O negocio em que a empresa estatal Chinesa quis comprar uma empresa privada Americana, so por anedota se pode chamar uma acção do mercado. Não é.
O livro do André Azevedo Alves e José Manuel Moreira intitulado “O que é a escolha publica” é aconselhado, para perceber que não ha Congresso, Parlamento ou Governo que decida em nome de quem os elegeu. So formalmente. E o Henrique sabe-o melhor que eu.
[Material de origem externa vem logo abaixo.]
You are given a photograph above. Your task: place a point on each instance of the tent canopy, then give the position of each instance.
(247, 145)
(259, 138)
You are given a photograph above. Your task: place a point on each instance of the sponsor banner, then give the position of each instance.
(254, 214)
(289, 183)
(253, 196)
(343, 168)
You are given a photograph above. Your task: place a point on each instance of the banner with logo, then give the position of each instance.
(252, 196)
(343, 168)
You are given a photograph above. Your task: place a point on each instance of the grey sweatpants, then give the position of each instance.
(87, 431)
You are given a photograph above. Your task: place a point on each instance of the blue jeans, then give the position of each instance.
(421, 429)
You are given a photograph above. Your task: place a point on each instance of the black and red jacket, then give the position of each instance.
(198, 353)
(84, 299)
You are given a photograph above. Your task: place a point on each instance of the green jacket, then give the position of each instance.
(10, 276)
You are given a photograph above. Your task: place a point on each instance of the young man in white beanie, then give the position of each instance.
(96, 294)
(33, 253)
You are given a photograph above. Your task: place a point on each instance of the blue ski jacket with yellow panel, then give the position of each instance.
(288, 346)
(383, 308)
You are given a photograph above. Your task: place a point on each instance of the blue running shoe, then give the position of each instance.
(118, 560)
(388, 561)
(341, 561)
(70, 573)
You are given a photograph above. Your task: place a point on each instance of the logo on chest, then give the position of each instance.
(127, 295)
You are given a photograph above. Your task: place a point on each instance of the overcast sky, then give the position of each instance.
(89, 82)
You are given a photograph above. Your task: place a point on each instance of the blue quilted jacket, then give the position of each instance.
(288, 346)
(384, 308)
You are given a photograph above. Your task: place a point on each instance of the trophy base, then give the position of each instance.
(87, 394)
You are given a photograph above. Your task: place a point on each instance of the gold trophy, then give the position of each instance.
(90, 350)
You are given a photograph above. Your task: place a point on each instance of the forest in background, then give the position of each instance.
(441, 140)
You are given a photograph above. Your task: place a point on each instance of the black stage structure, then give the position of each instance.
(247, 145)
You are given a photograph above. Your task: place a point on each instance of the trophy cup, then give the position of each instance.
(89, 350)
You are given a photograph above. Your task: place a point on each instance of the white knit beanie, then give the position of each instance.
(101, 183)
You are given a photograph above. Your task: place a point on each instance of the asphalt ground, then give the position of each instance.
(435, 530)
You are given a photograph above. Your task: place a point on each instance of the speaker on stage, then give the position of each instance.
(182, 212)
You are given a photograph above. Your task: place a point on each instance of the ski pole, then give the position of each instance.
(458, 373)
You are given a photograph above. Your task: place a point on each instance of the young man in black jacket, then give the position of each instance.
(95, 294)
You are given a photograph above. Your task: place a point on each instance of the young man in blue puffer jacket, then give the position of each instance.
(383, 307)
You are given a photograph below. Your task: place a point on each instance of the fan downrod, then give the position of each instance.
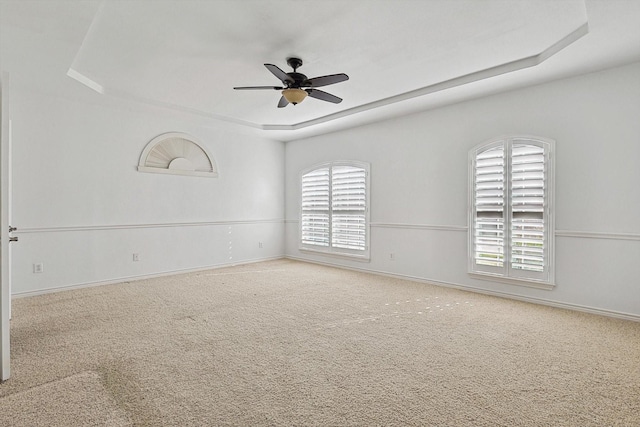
(294, 63)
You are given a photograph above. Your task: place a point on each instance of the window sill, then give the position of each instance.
(343, 255)
(529, 283)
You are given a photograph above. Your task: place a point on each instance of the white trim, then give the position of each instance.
(420, 226)
(124, 279)
(25, 230)
(598, 235)
(558, 233)
(540, 301)
(528, 283)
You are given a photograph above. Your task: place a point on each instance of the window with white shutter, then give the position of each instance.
(334, 209)
(511, 227)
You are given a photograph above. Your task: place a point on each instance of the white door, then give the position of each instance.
(5, 290)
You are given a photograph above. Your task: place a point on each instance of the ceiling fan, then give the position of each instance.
(297, 86)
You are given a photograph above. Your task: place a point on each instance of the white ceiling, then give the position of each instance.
(401, 56)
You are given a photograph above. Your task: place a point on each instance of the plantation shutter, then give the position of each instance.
(348, 206)
(315, 207)
(527, 207)
(489, 207)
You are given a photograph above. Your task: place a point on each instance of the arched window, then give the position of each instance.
(510, 221)
(335, 209)
(177, 154)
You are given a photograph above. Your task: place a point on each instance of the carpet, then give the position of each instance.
(286, 343)
(78, 400)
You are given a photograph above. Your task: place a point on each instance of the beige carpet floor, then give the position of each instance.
(285, 343)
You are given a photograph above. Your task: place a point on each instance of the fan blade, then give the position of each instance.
(324, 96)
(258, 87)
(283, 102)
(284, 77)
(326, 80)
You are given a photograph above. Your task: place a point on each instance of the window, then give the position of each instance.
(511, 227)
(335, 209)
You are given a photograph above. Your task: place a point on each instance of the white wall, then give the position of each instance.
(419, 180)
(82, 209)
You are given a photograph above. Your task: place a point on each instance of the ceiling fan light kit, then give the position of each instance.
(297, 86)
(294, 96)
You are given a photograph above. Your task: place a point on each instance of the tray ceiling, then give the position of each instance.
(401, 56)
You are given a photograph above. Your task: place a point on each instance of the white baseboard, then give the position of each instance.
(137, 277)
(541, 301)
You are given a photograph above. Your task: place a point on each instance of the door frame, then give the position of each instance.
(5, 260)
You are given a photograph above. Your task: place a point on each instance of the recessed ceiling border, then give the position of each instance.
(508, 67)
Um abraço forte deste lado da barricada que é o seu, quer queira quer não. Porque ela existe. Com a maxima consideração.

Helder

The State according to the Montevideo Convention, 1933

The state as a person of international law should possess the following qualifications: (a) a permanent population; (b) a defined territory; (c) government; and (d) capacity to enter into relations with the other states


O estado (minuscula)segundo Helder, 2006

Uma clique burocratica parasita, que por via do aumento da dimensão e do peso do Estado se serve a si mesma e pouco a pouco reduz as pessoas à escravidão.